Melakukan (pembaharuan data) pemeruman kedalaman laut atau batimetri maupun topografi pantai untuk meningkatkan akurasi dari resolusi prediksi luasan daerah landaan tsunami. Indonesia saat ini mempunyai wahana dan lembaga/instansi riset dan survei yang sangat mendukung untuk upaya tersebut di atas, yang diperlukan sekarang ini hanyalah koordinasi. Kembali mengambil contoh Kota Padang sebagai obyek, terdapat empat hasil simulasi prediksi pengaruh gempa berkekuatan Mw 8,9. Dengan menggunakan input data topografi yang berbeda, yakni, SRTM (Shuttle Radar Topographic Mission) beresolusi kasar 1 kilometer, DSM (Digital Surface Model) beresolusi 2,5 meter, DTM (Digital Terrain Model) beresolusi 2,5 meter dan HRSC (High Resolve Stereographic Camera) beresolusi 50 meter. Ketiga data tersebut hasil akuisisi satelit, di mana ketinggian maksimum elevasi daratan pada DSM adalah hasil pantulan sinyal transmisi dari satelit terhadap atap bangunan/gedung dan puncak pepohonan. Pada DTM seluruh benda/bangunan/pepohonan di atas lapisan tanah telah dieliminasi.

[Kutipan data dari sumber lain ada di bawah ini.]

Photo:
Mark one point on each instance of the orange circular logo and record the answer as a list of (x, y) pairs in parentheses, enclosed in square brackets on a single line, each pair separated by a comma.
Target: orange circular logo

Berbeda dengan data HRSC yang merupakan foto udara yang diakuisisi menggunakan pesawat udara sehingga berpresisi lebih tinggi. Tampak landaan tsunami secara signifikan tercipta dari input data HRSC dan DTM. Selain upaya pembaharuan data tersebut di atas, pengembangan berbagai metodologi untuk meningkatkan kinerja sistem peringatan dini juga penting. Salah satu contohnya dengan inovasi di bidang pemodelan (matematika) numerik untuk meningkatkan efisiensi komputasi dan akurasi simulasi model tsunami dalam rangka memproduksi basis data tsunami yang dilakukan oleh Pranowo (2010), dapat dilihat pada gambar dibawah ini. Diperlukan kesadaran dari komponen seluruh bangsa dari seluruh kalangan  utuk mewujudkan masyarakat yang hidup ramah dengan bencana  gempa dan tsunami. Bencana akan selalu ada, dan ini menuntut upaya tanggap waspada, guna memperkecil korban.